Towboat had hole in hull, so it sank

Cellphone photo, taken by one of the Jim Marko's deckhands, showing the hull breach on the vessel's forward starboard side Cellphone photo, taken by one of the Jim Marko's deckhands, showing the hull breach on the vessel's forward starboard side NTSB

JULY 17, 2015  — The take away from this one: if your vessel has a hole in the hull, it's not such a good idea to just keep going.

The National Transportation Safety Board has issued a report on the  July 1, 2015 sinking of the uninspected Osage Marine Services, Inc. towing vessel Jim Marko at mile marker 181.6 on the Upper Mississippi River, near St. Louis, MO.

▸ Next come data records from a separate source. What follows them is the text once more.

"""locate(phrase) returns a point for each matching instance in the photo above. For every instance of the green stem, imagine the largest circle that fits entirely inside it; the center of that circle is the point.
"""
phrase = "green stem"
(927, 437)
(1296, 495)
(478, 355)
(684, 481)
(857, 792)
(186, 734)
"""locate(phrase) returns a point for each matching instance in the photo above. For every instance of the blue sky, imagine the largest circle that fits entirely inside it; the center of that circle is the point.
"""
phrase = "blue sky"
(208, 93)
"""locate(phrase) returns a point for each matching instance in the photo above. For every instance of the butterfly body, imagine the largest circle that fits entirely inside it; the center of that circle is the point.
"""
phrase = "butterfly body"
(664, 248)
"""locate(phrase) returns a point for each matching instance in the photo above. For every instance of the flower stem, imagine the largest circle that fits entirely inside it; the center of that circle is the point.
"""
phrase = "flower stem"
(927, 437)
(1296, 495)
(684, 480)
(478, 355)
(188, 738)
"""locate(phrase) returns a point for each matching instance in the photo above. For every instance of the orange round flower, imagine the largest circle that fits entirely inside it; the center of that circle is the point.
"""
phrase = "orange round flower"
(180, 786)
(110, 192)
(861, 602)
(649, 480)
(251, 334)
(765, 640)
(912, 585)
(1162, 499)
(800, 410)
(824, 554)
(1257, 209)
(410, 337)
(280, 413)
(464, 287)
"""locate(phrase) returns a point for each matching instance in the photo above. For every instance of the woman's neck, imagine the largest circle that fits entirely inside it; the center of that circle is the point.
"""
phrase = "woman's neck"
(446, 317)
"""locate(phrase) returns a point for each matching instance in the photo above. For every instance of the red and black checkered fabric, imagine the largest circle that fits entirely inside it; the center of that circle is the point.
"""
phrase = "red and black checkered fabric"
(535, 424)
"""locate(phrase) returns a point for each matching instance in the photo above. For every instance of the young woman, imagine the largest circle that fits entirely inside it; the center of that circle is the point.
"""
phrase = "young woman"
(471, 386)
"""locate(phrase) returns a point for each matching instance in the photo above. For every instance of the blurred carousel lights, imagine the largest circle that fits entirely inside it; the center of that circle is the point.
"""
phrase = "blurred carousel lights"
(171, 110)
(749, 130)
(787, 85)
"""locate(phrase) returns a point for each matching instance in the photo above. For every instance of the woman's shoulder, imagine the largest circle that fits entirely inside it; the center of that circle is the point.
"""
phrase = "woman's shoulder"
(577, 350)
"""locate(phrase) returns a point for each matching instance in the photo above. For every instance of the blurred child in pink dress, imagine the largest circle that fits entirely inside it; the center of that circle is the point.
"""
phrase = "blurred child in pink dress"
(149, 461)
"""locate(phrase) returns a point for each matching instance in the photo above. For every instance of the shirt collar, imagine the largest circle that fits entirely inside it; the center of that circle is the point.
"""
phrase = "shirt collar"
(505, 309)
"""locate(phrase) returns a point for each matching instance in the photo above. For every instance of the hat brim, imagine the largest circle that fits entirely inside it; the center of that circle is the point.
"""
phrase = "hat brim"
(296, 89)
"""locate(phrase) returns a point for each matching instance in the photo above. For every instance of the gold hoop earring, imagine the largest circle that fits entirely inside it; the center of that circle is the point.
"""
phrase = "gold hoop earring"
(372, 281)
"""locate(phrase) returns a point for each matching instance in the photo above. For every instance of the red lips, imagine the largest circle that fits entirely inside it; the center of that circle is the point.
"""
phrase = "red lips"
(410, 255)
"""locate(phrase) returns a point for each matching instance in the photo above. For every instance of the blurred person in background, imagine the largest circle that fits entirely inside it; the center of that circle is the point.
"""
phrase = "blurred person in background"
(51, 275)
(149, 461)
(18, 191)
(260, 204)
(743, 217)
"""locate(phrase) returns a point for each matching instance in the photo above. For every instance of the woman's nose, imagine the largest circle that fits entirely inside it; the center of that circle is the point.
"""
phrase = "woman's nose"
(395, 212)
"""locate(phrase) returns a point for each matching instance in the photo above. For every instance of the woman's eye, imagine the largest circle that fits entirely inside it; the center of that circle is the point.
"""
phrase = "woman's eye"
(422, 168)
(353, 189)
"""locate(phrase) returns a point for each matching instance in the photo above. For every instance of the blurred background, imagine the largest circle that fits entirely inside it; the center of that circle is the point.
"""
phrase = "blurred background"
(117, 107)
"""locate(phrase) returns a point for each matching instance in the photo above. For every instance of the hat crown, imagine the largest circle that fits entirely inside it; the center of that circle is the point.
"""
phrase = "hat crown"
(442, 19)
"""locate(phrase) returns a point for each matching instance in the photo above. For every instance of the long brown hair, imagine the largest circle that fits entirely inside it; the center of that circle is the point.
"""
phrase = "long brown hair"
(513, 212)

At the time of the sinking, which occurred at about noon, the1976-built vessel was transiting upriver with a crew of four to a barge fleeting area near Venice, Illinois, immediately northeast across the river from St. Louis. No one was injured in the accident; however, the sinking resulted in damage exceeding the insured value of the vessel, and an undetermined amount of oil was released into the river.

The following extracts from the NTSB report are illuminating.

Crew members told investigators that, about 1030 at the A&D fleeting area, one of the deckhands noticed a hole on the Jim Marko's starboard side below the rub rail and about 3 feet aft of the turn of the bow. The captain, who was operating the vessel at that time, asked the mate to photograph the hole with his cellphone so that he could see it. The captain looked at the photo, told the mate he would report the hole to the company, and continued operations.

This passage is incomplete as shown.